Ștefan Doru Dăncuș est un poète rebelle, une victime de la société comme toutes les autres. Mais il est en même temps le Scribe,donc il dérange : « le diable arrive chaque jour en démolissant les cinq/cents coupoles de mon esprit/il laisse toujours de la débandade après avoir/embrouillé les langues de la terre/dans la cornée de mon ciel/cloué comme je le suis il y a peu de chances que /j’élimine l’enfer des thermomètres du monde ».
Le poète parle de lui, de ses semblables, crache des vérités brutes au visage hypocrite de la société.
Confucius disait « qu’une conscience est la lumière de l’intelligence pour distinguer le bien du mal » .
Le poète est extrême et très convaincant dans sa révolte.
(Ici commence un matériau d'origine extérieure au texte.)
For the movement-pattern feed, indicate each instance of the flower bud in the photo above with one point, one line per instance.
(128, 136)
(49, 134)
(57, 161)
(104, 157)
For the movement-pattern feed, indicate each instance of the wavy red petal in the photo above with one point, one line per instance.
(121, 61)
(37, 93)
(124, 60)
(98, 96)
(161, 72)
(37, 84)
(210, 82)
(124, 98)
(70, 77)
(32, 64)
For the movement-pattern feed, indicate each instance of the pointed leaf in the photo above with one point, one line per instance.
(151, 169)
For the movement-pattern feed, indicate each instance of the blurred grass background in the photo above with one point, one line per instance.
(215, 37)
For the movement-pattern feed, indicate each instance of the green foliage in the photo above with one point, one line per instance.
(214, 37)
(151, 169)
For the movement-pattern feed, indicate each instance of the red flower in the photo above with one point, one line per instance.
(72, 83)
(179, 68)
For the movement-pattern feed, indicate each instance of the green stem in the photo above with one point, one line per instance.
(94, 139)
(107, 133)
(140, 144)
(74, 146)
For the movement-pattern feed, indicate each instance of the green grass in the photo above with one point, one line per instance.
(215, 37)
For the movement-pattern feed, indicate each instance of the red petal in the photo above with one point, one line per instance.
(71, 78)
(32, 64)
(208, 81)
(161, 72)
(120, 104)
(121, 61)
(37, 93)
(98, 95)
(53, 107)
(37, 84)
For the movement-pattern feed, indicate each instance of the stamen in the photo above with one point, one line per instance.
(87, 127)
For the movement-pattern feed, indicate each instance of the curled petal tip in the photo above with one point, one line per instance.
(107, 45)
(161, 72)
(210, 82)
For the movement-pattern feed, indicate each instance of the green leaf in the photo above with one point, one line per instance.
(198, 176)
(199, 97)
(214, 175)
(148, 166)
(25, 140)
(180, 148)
L’ironie, l’amertume nous encouragent à le suivre plutôt Lui,Le Chevalier à la Triste Figure, et surtout pas des auteurs faciles qui se rient de tout et de rien : « le matin l’apocalypse c’est le soleil/je reviens dans la rue/je crie désespéré : « n’avez-vous pas par hasard une petite pièce ?/mes enfants crèvent de faim ! »/…. / « après avoir tout dit/ce jour-là/j’ai compris l’argent crasseux de la trahison./j’ai appris que j’étais assez riche pour ce jour-là ».
Certains poèmes sont enveloppés dans des silences monumentaux ou dans des vers sonores.
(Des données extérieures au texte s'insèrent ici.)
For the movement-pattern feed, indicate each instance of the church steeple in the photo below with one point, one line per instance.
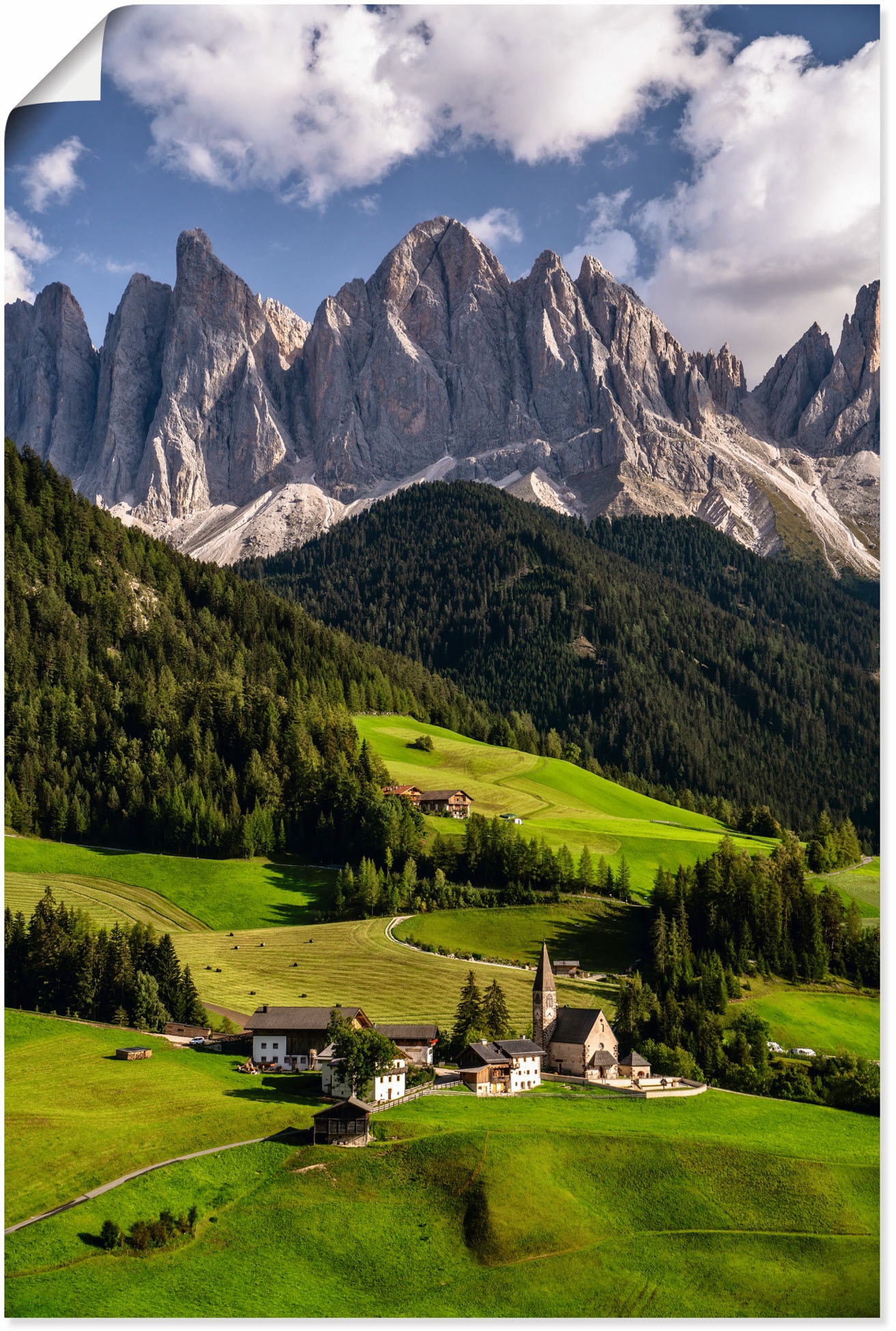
(544, 1001)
Le Poète dégage une robustesse morale, prêt à se confronter à toutes les blessures, toutes les extases, toutes les épreuves et aux malheurs d’un destin humain.
Poésie sincère dans laquelle le poète se sent obligé de soutenir tout ce qui est de plus profond dans la vie des humains : « la nuit tombe mon amour/il fait froid comme un polissoir qui s’écrase/au beau milieu de la giration maximale :Sainte Marie ,prie pour nous ! ».
Pour le poète l’amour et la poésie sont deux facettes du même mystère, celui de la Création.
L’émotion spontanée jaillit naturellement et le volume dégage dans sa totalité une impression de fluidité, de lucidité,les mots rendent la température du monde, fébrile, brutale, sarcastique, insolente.
La poésie est pour lui la patrie d’une mission poétique libératrice.
Une prière désespérée aussi, car derrière les mots se cache souvent un nostalgique Exilé dans son propre pays : « chez toi ma belle terre/il m’est trop difficile de revenir/les amis s’accrochent à mes manteaux de poète/je vais à l’hôpital pour des opérations et des piqûres/comme si ça pouvait sauver le monde/dans le bar où je m’arrête les gens examinent mes livres/avec peur ».
Les politiciens sont critiqués avec aversion car ils obligent à un exil, à une vie dans un paradis perdu.
Ștefan Doru Dăncuș est un auteur qui se donne à fond à son écriture, et qui par sa poésie,cherche des réponses à ses interrogations capitales concernant la condition tragique du poète et ses rapports conflictuels avec le monde( c’est un sorte de querelle d’un Sage avec le monde)
Le poète est une conscience vigilante et lucide dans un monde qui oscille entre la vie et la mort. Pour Stefan Doru Dancus le Poème est un support vital pour un présent disloqué.